En tant qu’être sociaux, nous sommes contraints à être en contact avec les autres. Certes, autrui est un « autre moi », tout de même il reste difficile à cerner. D’où provient cette difficulté ? Si autrui est un autre moi, cela voudrait tout simplement dire qu’il est mon semblable. Alors si j’ai affaire à mon semblable, d’où vient la difficulté de le cerner ?
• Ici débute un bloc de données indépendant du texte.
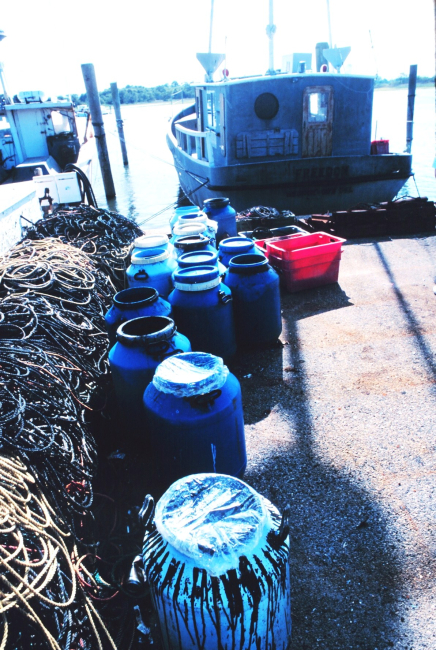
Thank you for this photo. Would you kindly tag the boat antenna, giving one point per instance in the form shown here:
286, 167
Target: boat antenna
329, 24
2, 80
211, 25
270, 31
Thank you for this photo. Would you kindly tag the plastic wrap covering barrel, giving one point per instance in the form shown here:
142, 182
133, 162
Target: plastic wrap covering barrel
221, 211
203, 310
244, 607
142, 344
195, 424
197, 218
184, 210
157, 241
233, 246
134, 303
255, 289
192, 243
152, 268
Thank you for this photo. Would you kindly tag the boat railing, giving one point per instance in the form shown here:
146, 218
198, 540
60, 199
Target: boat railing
194, 143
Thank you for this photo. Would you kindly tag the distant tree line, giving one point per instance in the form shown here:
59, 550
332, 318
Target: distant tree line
402, 80
140, 94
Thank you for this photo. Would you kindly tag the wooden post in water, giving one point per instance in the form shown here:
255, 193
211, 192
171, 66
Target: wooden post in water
117, 107
411, 106
93, 98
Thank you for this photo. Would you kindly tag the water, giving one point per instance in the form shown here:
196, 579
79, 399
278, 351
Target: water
150, 183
Cerner quelqu’un c’est le comprendre. Si je veux cerner autrui, je dois tout d’abord détruire la pensée subjective selon laquelle autrui est difficile à cerner, pour ensuite établir une fondation solide à la pensée objective selon laquelle autrui étant mon semblable, il n’est nulle raison qu’il soit difficile à cerner. Je comprends que la difficulté de cerner autrui s’enracine dans le fait qu’il existe une différence entre autrui et moi. Pour résoudre un problème il faut s’attaquer à la racine. Et puisqu’il est question ici de détruire une pensée subjective, intéressons-nous donc à cette différence afin de palier à ce problème de difficulté une bonne fois pour toutes !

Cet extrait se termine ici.